Dissent and Cultural Resistance in Asia   s Cities
Author: Melissa Butcher,Selvaraj Velayutham
Publsiher: Routledge
Total Pages: 222
Release: 2009-03-23
Genre: Political Science
ISBN: 9781134007950

Download Dissent and Cultural Resistance in Asia s Cities Book in PDF, Epub and Kindle

This book documents urban experiences of dissent and emergent resistance against disjunctive global and local capital, technology and labour flows that converge and intersect in some of Asia’s fastest growing cities. Rather than constructing occupants of the city as simply passive victims of globalisation or urbanisation, it presents ways in which people are using everyday strategies embedded in cultural practice to challenge dominant socio-economic and political forces impacting on urban space. Taking the city as a site of contestation and a stage where social conflicts are played out, the book highlights the connections between urban power and dissent; the nature and impact of resistance; how the spatiality and built environment of the city generates conflict and, conversely, how protagonists use the cityscape to stage their everyday and public dissent.
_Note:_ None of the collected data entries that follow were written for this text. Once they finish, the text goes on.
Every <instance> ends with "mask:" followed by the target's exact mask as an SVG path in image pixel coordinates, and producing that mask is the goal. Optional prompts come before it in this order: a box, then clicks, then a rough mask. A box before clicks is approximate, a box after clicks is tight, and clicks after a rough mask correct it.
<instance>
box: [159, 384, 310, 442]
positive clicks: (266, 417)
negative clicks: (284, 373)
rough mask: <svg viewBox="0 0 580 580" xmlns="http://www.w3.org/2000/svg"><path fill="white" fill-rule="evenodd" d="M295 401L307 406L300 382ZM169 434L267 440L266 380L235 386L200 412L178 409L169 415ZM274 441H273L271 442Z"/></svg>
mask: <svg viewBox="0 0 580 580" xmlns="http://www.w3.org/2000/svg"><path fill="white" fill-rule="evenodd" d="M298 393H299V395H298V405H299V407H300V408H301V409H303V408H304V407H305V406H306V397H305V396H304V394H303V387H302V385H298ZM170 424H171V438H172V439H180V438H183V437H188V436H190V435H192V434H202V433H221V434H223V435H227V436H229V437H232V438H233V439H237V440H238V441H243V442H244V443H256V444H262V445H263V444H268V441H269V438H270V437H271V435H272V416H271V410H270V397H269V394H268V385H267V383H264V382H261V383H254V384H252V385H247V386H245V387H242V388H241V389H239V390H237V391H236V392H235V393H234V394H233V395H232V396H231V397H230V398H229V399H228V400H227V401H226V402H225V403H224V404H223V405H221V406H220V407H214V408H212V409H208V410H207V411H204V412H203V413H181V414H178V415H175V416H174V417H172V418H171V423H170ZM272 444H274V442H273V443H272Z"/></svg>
The contributors explore the conditions, strategies, and outcomes of such dissent and forms of cultural resistance, and explore the following themes: the impact of urban development, gentrification and ghetto-isation; urban counter narratives and the re-imagining of city spaces; the role of grassroots activism and social movements; cultural resistance in the creation of neighbourhoods and communities; the impact of gender, class and the politics of identity on forms of dissent; the formation of transgressive spaces.

Southeast Asia in the New World Order

Southeast Asia in the New World Order
Author: David Wurfel,Bruce Burton
Publsiher: Unknown
Total Pages: 360
Release: 1996
Genre: History
ISBN: UOM:39015037817528

Download Southeast Asia in the New World Order Book in PDF, Epub and Kindle

There are six chapters examining the strategic and economic policies of the major external powers towards Southeast Asia and two more focusing on the still unresolved conflict in Cambodia and on the continuing disputes over the ownership of the Spratly Islands. The conclusion assesses the relevance of Southeast Asian experience in the 'New World Order' to the ongoing theoretical debates about democracy, the market, the state and multilateralism.